In der Abschlussklasse kam es dann anders. Wir bekamen die Aufgabe, einen Text über einen sozialen Missstand zu schreiben. Während andere tagelang recherchierten, war mir sofort klar: Ich schreibe über die Tamponsteuer. Menstruation war sowieso ein Thema, das keiner meiner Lehrer*innen seit dem Sexualkundeunterricht mehr auch nur in den Mund hatte nehmen wollen. Die Petition für die Senkung hatte ich erst wenige Tage zuvor unterschrieben und geteilt.
So begann die intensive Phase der Recherche, bei der ich irgendwann mehr in dem Thema drinsteckte als in meinen Hausaufgaben. Ich hörte Podcasts, las Artikel und Erfahrungsberichte in Foren. Je mehr ich las, desto größer wurde die Wut und damit der Drang, über das Thema zu sprechen. Ich schrieb diesen Text, überarbeitete ihn über einen Monat lang fast jeden Tag. Teilweise sogar zusammen mit Nanna-Josephine Roloff, die gemeinsam mit Yasemin Kotra die Petition zur Senkung der Tamponsteuer ins Leben gerufen hatte und es letztendlich auch geschafft hat, diese im Bundestag durchzusetzen.
Geschriebenes wird zu Gesprochenem
Als der Text dann stand, entschied ich mich sogar, ihn der Klasse vorzulesen. Ich zitterte ziemlich, war mir aber sicher, dass ich jedes meiner geschriebenen und nun ausgesprochenen Worte genau so meinte. Gewiss ahnte keine*r meiner Klassenkamerad*innen, dass nun drei Seiten folgen würden, die so richtig auspackten: Gebärmutterschleimhaut, Toilettenpapier- Situation an Raststätten und Koks – und wie das wirkte. Ich blickte in erstaunte, aber wohlwissende Augenpaare.

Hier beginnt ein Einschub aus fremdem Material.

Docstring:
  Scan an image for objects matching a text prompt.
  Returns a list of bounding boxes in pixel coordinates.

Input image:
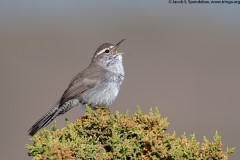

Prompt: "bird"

[28,39,125,136]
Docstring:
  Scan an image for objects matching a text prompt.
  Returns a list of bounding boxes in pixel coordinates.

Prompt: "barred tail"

[28,103,59,136]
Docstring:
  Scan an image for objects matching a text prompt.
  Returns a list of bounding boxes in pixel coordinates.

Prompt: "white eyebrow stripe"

[96,46,114,56]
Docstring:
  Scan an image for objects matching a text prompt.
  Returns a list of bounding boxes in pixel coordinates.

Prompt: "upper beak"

[113,39,125,54]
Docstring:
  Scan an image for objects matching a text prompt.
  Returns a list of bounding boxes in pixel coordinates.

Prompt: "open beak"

[113,39,125,54]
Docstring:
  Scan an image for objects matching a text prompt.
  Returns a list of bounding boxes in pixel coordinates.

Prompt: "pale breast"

[80,75,124,107]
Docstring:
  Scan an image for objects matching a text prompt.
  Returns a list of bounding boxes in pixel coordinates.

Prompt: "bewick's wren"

[28,39,124,136]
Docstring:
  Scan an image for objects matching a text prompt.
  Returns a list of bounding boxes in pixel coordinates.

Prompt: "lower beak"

[113,39,125,54]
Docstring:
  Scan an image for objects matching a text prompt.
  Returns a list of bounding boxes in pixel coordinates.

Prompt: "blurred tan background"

[0,0,240,159]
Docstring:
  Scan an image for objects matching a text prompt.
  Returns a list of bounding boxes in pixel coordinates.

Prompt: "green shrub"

[26,108,234,160]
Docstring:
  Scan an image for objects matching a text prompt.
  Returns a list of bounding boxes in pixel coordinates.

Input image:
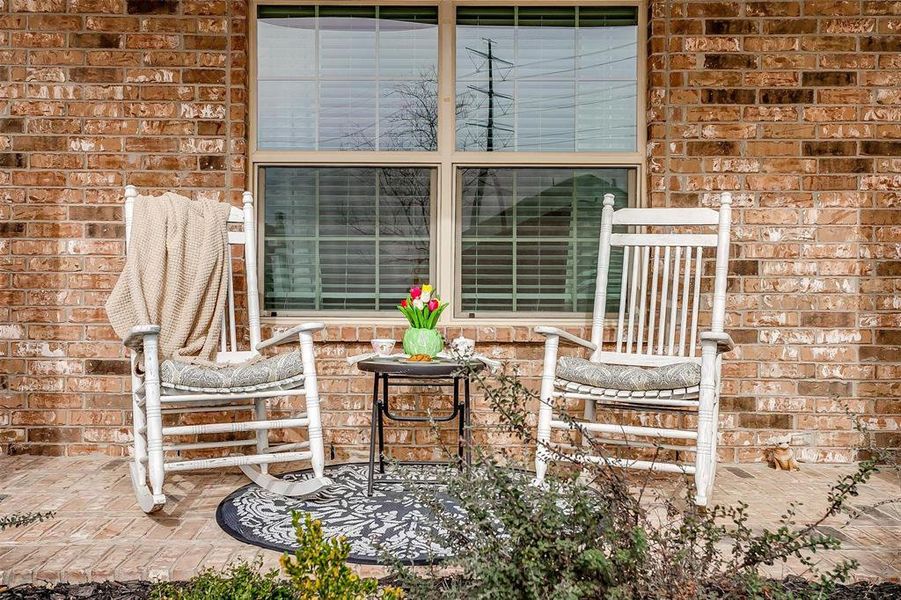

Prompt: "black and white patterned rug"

[216,463,460,564]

Der Text hing schließlich noch mehrere Wochen im Schulflur aus. An einer Reißzwecke baumelte sogar ein Tampon. Das war mein Zeichen zu sagen: „Das ist nichts Ekeliges, nichts was man in der Hand verstecken muss“. Am nächsten Tag war er verschwunden.
Spätestens als mich Lehrer*innen, die nicht mal meine Klasse betreuten, auf dem Flur ansprachen und ihre Begeisterung ausdrückten, hätte ich merken müssen, dass ich etwas getan hatte, das sich in dieser Form noch nie eine Schülerin getraut hat. Niemand zuvor hatte es gewagt, diese Worte überhaupt auf Papier zu bringen und schlussendlich öffentlich sichtbar auf eine Pinnwand im B-Trakt anzubringen.
Das reicht nicht aus
Wenig später schlug ich meiner betreuenden Lehrkraft in einer Mail vor, ich könne den Text doch am Tag der offenen Tür lesen und im Anschluss noch Fragen zum Schreibprozess und zur Petition beantworten. Ich erhielt lange keine Antwort, bis sie mich irgendwann mal kurz aus dem Klassenzimmer holte, um mit mir zu sprechen. Sie teilte mir mit, dass ich den Text unter keinen Umständen lesen dürfte. Politische Positionierungen an einem Tag, der die Schule nach außen hin in einem „guten Licht“ erscheinen lassen müsse, seien nicht angebracht.
Meine Reaktion war erstaunlicherweise sehr unauffällig. Resigniert und vielleicht etwas enttäuscht von meiner Naivität ging ich zurück in den Unterricht. Erst im Nachhinein wurde mir bewusst, was da eigentlich genau passiert ist. Mein Text wurde gecancelt. In eine alte, staubige Schreibtischschublade gesteckt. Aus der anfänglichen Enttäuschung schöpfte ich dann doch irgendwie noch Motivation, den Text an unterschiedlichen Stellen zur Veröffentlichung einzureichen. Und siehe da: Vier Monate später erschien genau dieser Text auf tierindir.de als Gastgedanken-Beitrag. Was für mich den Startschuss als Autorin bei TIERINDIR bedeutete, war gleichzeitig der Beweis, dass dieser Text nicht nutzlos ist, dass er gehört werden muss.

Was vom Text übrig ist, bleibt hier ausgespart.